Cerros, carretera, montañas
hermosas. Las ganas de llegar a ningún lugar. La mirada fija en la raya
amarilla. La mirada fija en la raya roja. Es tan popular esa inminente
necesidad de llegar lo más rápido posible. Lo más rápido posible. Lo más rápido
posible. Minúsculas geometrías de flores mudas deambulan al nadar. Acelerar. Paz
estoica de la infancia. Todos esos discursos abstractos sobre el amor. Pienso.
Acelero. Medito. Las rancherías preñadas de memorias y discusiones obsoletas.
Girar el aire hacia la izquierda, exhalarlo por la yugular. Entrar. Reír. Es tan necesaria la cero suficiencia. Obsoleta la
longevidad de la trayectoria aquella que jala nuestras neuronas al pensar. Esculpir
los silencios de los escapularios no te define en el momento exacto. Ves la
majestuosidad de las sirenas suicidas sobre el asfalto. Mientras nublas la
mirada en el siglo dieciséis. Quizá el siglo diecinueve no era tan romántico. Quizá
la conjetura aquella en la que gastaste tantos años nada explica ya. Yo creía que
el jardín de peces eléctricos y las crucecitas de madera eran ascendentes
cuando habitábamos el uno arriba del otro. Y sí. Era todo imposibilidad. Rejilla.
Llanura. Develación. Pero las voces de los espejos triangulares humectaron la efervescencia
de mi boca en tus pies. Pensaba en los futuros pulcros de las manos. Nuestras.

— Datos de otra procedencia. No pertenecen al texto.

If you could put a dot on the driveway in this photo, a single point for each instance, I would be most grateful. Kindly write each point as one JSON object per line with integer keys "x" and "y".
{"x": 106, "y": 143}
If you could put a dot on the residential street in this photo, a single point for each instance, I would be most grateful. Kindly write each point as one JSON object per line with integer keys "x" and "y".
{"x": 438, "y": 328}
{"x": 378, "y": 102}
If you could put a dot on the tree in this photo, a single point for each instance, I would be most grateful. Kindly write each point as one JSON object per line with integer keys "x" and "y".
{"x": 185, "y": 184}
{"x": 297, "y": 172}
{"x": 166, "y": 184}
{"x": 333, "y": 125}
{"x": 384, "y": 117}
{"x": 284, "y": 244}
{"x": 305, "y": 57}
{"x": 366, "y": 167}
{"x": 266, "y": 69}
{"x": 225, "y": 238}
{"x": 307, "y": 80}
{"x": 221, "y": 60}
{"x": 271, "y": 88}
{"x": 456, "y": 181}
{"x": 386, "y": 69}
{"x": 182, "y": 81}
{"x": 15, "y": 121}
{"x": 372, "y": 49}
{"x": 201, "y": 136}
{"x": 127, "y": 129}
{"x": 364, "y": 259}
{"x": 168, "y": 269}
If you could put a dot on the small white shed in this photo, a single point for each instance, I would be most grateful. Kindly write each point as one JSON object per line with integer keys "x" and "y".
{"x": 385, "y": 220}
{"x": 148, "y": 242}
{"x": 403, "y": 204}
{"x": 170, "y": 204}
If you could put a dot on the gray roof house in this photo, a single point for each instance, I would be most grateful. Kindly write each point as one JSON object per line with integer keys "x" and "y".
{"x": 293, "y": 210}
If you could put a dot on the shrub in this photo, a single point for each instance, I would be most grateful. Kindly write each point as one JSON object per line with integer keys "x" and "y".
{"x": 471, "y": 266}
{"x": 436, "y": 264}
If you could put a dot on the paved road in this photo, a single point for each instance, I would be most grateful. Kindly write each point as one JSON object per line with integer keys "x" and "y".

Era un buen tiempo para ladrar. Luego, los planetas perdieron la dirección. La
luna era nueva. Y era, sobre todo, un buen argumento eso de encajar los múltiples
discursos en ese atardecer. Los corolarios de lechuzas muertas deletreaban mi trayecto
futuro con exactitud. En ese momento, ya lo sabía. Y era tan absoluta la lozanía
de la luz. Que preferí ser ciega algunos días. Entonces, posicionarme en esas
regiones metafísicas no constituía arrebato alguno. Las pupilas seguían sin
parpadear. Era la seguridad del cielo la que inundaba mi ombligo. Por eso, dormía
y callaba en la misma posición. Eran tan elocuentes los instantes. Son. Serán.